They engaged in unconscionable predatory lending that offered huge profits for a time, but led to dire consequences when the loans proved unpayable. And they created, maintained and justified a housing bubble, the popping of which has thrown the United States and the world into a deep recession, resulted in a foreclosure epidemic ripping apart communities across the country, and caused the financial crisis itself.

But while Wall Street may not have anyone else to blame, and is culpable for the financial crisis and global recession, others do share responsibility.

For the last three decades, financial regulators, Congress and the executive branch have steadily pulled back the regulatory system that restrained the financial sector from acting on its own worst tendencies.

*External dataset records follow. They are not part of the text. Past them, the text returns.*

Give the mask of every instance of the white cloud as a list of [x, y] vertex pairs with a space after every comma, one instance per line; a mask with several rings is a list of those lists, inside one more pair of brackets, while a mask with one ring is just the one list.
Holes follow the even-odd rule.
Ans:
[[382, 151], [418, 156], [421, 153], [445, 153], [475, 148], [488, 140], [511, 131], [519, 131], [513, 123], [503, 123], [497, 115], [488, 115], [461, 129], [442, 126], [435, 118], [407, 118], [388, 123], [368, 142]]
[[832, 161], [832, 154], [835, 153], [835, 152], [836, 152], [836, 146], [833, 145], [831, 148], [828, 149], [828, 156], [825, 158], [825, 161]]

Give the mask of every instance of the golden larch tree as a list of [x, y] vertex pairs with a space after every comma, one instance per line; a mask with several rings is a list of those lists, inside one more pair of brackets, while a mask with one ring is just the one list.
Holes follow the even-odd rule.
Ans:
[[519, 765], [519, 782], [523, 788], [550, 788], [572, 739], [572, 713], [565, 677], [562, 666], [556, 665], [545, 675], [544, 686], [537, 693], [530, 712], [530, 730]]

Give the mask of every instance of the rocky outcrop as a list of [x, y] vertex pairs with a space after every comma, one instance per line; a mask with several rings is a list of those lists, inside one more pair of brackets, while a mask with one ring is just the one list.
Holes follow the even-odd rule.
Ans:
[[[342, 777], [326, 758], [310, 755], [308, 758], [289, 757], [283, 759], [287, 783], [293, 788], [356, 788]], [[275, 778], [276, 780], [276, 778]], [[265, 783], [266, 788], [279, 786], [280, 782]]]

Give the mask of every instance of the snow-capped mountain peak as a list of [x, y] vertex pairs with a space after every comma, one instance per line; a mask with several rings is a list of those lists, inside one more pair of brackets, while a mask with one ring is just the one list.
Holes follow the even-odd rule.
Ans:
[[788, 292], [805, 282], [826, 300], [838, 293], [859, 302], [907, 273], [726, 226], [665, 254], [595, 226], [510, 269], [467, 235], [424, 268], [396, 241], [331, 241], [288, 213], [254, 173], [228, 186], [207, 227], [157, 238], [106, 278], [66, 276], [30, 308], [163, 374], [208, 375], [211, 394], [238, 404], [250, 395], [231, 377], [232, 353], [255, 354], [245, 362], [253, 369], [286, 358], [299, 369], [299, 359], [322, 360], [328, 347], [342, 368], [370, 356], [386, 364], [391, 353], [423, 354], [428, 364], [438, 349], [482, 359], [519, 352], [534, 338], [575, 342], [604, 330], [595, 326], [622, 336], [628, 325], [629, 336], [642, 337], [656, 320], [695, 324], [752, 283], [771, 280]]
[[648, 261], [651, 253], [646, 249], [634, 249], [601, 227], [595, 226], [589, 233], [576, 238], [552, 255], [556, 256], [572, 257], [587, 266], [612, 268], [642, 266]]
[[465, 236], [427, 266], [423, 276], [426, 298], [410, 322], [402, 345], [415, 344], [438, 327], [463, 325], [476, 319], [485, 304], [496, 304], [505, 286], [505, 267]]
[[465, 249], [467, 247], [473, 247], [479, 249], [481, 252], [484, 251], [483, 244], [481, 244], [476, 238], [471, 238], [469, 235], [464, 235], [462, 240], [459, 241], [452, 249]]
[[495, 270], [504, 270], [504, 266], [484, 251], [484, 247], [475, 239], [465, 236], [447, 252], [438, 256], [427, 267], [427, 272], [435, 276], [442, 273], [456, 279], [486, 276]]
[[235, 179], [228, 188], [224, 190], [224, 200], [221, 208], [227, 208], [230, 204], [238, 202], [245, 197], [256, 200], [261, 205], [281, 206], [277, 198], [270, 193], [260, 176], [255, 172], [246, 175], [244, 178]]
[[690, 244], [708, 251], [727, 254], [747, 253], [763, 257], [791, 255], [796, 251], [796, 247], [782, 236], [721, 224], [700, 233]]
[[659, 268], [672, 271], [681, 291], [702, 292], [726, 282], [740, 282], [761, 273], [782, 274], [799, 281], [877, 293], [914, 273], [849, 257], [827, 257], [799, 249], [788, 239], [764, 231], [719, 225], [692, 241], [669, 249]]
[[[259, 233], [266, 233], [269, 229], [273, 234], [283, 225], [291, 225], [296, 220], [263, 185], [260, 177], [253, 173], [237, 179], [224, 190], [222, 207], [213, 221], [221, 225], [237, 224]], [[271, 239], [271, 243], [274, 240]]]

The post-Depression regulatory system aimed to force disclosure of publicly relevant financial information; established limits on the use of leverage; drew bright lines between different kinds of financial activity and protected regulated commercial banking from investment bank-style risk taking; enforced meaningful limits on economic concentration, especially in the banking sector; provided meaningful consumer protections (including restrictions on usurious interest rates); and contained the financial sector so that it remained subordinate to the real economy. This hodgepodge regulatory system was, of course, highly imperfect, including because it too often failed to deliver on its promises.

But it was not its imperfections that led to the erosion and collapse of that regulatory system. It was a concerted effort by Wall Street, steadily gaining momentum until it reached fever pitch in the late 1990s and continued right through the first half of 2008. Even now, Wall Street continues to defend many of its worst practices. Though it bows to the political reality that new regulation is coming, it aims to reduce the scope and importance of that regulation and, if possible, use the guise of regulation to further remove public controls over its operations.